Pour l’observateur qui voit, elle semble tourner dans le sens inverse des aiguilles d’une montre, un peu comme dans un entonnoir.
La puissance d’un centre donné dépend de la force de ce mouvement. S’il est à peine perceptible, c’est que le centre est épuisé, vidé de son énergie.
Quand les sorciers des temps anciens examinaient le corps avec leur oeil qui VOIT, poursuivit don Juan, ils remarquaient la présence de ces vortex.
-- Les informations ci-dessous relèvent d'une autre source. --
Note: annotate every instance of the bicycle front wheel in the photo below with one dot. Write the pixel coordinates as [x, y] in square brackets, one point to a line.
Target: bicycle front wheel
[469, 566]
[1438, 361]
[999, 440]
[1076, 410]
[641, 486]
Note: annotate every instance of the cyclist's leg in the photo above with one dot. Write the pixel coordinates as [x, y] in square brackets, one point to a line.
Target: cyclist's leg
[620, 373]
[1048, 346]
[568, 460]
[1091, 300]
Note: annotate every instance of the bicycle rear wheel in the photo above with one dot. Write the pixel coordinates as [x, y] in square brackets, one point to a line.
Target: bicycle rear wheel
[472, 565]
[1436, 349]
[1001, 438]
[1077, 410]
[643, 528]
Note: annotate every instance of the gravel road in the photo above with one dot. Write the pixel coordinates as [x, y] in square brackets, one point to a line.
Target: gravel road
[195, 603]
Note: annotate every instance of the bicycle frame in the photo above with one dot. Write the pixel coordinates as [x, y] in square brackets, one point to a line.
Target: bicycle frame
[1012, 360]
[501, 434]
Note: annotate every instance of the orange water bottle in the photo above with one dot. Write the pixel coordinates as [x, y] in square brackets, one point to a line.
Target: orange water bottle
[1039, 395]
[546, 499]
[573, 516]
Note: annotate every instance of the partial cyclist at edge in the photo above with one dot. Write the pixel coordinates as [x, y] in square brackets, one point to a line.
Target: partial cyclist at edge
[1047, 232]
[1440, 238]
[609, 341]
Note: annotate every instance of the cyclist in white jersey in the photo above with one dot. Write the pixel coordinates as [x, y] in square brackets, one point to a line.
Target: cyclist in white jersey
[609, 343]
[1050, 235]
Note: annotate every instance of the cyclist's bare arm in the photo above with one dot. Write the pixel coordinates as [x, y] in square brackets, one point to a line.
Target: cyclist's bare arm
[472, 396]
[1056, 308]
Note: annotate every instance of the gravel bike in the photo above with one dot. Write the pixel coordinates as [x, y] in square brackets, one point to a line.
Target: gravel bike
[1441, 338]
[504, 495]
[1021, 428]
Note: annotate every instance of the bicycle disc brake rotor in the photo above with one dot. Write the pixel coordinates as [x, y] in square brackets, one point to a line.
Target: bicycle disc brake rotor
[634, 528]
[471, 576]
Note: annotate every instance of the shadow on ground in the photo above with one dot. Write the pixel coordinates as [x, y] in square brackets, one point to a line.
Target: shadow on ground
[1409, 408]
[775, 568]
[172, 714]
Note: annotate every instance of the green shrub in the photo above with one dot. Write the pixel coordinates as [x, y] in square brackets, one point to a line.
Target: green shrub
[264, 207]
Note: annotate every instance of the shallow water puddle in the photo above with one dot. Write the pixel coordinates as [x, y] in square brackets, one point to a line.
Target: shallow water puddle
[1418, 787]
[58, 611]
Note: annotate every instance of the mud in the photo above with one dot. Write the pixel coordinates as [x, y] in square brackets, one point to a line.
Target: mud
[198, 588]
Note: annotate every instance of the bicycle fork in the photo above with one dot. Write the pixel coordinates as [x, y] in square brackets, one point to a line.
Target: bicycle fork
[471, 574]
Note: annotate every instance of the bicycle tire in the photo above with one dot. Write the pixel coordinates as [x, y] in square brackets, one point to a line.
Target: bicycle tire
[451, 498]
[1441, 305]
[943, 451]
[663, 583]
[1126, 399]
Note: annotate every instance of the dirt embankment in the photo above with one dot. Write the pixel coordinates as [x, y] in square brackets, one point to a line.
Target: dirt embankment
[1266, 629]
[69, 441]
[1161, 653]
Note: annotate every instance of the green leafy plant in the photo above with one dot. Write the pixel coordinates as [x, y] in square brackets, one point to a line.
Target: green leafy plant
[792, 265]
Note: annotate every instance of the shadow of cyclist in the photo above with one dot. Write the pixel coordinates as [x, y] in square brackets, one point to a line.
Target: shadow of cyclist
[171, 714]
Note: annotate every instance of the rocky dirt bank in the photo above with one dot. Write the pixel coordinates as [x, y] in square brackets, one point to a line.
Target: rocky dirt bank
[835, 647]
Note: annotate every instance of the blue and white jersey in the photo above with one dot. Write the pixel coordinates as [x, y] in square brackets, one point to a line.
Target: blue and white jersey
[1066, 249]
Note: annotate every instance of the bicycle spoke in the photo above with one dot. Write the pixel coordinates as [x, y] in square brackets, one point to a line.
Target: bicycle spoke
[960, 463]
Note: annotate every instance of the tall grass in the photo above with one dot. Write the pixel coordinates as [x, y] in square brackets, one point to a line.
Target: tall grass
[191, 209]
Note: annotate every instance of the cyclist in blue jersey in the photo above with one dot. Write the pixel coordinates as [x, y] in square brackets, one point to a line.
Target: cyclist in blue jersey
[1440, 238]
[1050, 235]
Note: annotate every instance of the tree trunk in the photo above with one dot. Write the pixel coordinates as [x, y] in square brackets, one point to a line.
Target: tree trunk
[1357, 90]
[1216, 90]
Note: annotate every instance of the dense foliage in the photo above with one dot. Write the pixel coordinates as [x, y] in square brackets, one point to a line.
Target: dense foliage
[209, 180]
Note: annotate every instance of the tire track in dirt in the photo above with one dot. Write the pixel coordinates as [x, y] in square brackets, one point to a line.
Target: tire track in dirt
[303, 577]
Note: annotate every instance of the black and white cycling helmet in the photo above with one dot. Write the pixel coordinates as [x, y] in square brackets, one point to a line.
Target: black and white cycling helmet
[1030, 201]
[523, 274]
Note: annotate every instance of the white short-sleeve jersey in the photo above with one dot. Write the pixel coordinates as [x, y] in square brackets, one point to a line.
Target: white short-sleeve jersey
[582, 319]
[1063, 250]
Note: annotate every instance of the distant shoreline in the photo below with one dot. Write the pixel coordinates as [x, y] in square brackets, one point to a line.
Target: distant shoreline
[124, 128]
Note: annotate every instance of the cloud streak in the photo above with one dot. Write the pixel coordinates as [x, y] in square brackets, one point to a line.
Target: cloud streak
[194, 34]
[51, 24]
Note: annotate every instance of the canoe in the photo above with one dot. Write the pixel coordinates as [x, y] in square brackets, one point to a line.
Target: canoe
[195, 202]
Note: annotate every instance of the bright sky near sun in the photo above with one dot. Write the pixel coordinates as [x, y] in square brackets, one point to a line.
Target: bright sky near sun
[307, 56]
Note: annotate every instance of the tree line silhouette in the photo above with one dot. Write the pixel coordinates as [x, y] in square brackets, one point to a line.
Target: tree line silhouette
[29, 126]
Poussés par la curiosité, ils en ont dressé une carte.
- Y a-t-il beaucoup de ces centres dans le corps, don Juan ? demandai-je.
- Des centaines, sinon des milliers ! assura-t-il.
On pourrait dire que l’être humain n’est rien d’autre qu’un agglomérat de milliers de spirales tourbillonnantes, dont certaines si petites qu’elles ressemblent, disons, à des têtes d’épingle, mais des têtes d’épingle très importantes.
La plupart des vortex sont des tourbillons d’énergie.
Selon les cas, l’énergie les traverse librement ou y reste accrochée.
Mais il y en a six qui sont tellement grands qu’ils méritent une attention particulière. Ce sont les centres de vie et de vitalité. L’énergie n’y est jamais figée, mais parfois, l’apport énergétique est si faible que c’est à peine si le centre tourne.
Don Juan m’expliqua que ces énormes centres vitaux étaient situés en six régions du corps.
Il les énuméra par ordre d’importance, dans la conception des shamans.
Le premier se trouvait dans la région du foie et de la vésicule biliaire ;
le second au niveau du pancréas et de la rate ;
le troisième près des reins et des glandes surrénales ;
le quatrième était situé dans le creux à la base du cou ;
le cinquième était celui de la matrice et le sixième se situait au-dessus de la tête.
À en croire don Juan, le cinquième centre, qui ne concerne que les femmes, avait parfois une sorte d’énergie spéciale qui présentait aux yeux des sorciers une apparence liquide.
C’était une caractéristique que seules quelques femmes possédaient.
Sa fonction, semblait-il, était celle d’un filtre naturel qui arrêtait les influences parasites.
Le sixième, situé au sommet de la tête, avait quelque chose de très anormal, pour ne pas dire plus, dans la description qu’en donnait don Juan, qui d’ailleurs ne voulait rien avoir à faire avec ce centre.
Il le disait animé, non par un tourbillon d’énergie, comme les autres, mais par un mouvement pendulaire, d’avant en arrière, qui rappelait un peu le battement d’un coeur.
Pourquoi l’énergie de ce centre est-elle si différente, don Juan ? lui demandai-je.
- Ce sixième centre d’énergie n’appartient pas tout à fait à l’homme, dit-il.
Vois-tu, nous autres humains, nous sommes comme qui dirait assiégés.
Ce centre a été pris d’assaut par un envahisseur, un prédateur invisible. Et le seul moyen que nous avons de le vaincre, c’est de fortifier tous les autres centres.
- N’est-ce pas un peu paranoïaque, de se sentir ainsi assiégé, don Juan ? suggérai-je.
- Eh bien, pour toi, peut-être, mais certainement pas pour moi, répliqua-t-il.
Je vois l’énergie, et je vois que cette énergie, au-dessus du sommet de la tête, ne circule pas comme celle des autres centres.
Elle a cette oscillation d’avant en arrière, absolument répugnante, et absolument étrangère.
Je vois aussi que, chez un sorcier qui a réussi à vaincre la pensée, cette installation étrangère comme l’appellent les shamans, la fluctuation d’énergie dans ce centre est devenue exactement pareille à celle de tous les autres.